In 1668, King Louis XIV hired a group of three architects that went by the name the Petit Conseil. The trio included Le Vau, Le Brun and Claude Perrault, and they designed the east façade of the Louvre, which would go on to become (and remain!) the most distinctive feature of the building. The façade is called the Louvre Colonnade.
Charles Percier : Napoleon’s architect
If you know anything about French history, then you’ve most definitely heard of a man named Napoleon Bonaparte. Honestly, if you know anything about history in general you’ve probably heard of him!
Napoleon wanted to build yet another monument that celebrated his military accomplishments, and he decided that he wanted it to be in the middle of the Louvre complex. He commissioned an architect named Charles Percier to create the monument, in the form of an arch. The arch still stands today and is called the Arc de Triomphe du Carrousel.

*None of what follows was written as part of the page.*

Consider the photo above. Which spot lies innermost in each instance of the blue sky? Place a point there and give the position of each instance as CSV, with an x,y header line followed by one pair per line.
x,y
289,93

The arch is a miniature version of the Arc de Triomphe just a few kilometres away. It was built between 1806 and 1808, and celebrates Napoleon’s military victories from 1805. The Arc de Triomphe du Carrousel and the Arc de Triomphe were designed the same year, but the Arc de Triomphe was not completed until 1836.
I should mention that with the Paris Commune of 1871, the Tuileries Palace was destroyed by angry “Communards” who set the building on fire. The Tuileries Palace was completely destroyed and the Richelieu Library of the Louvre was also destroyed. In the coming years, the Louvre was restored and added onto to become the museum that you see today!
I.M. Pei: architect of the glass pyramid
The most recent addition to the Louvre is of course the massive glass pyramid that sits outside the museum, and also serves as an entrance. It was commissioned by French president François Mitterrand, and was designed by the American architect I.M. Pei.
In the early 1980s, there were still government offices located inside the Louvre. President Mitterrand wanted to give the museum a facelift, and he also wanted to move the offices out of the complex to make more room for art. Enter: Pei and his pyramid!
The pyramid that you see from the outside was opened to the public in 1989, and the inverted pyramid that you see on the inside of the museum was opened in 1993.
Like so many things in Paris (like the Eiffel Tower, for example!), Parisians did not like the new modern design. But, as more time has gone on, Paris residents have grown to love the pyramid and it has become a symbol of the city.
Did you know that the Louvre was so old? Did you know that it was designed by multiple architects?! Well, now you do! I hope you’ve enjoyed this brief history lesson on the most famous architects behind the Louvre!
It should be noted that I haven’t included all of the architects that played a part in designing the Louvre. With nearly 850 years to cover, I hope you don’t blame me!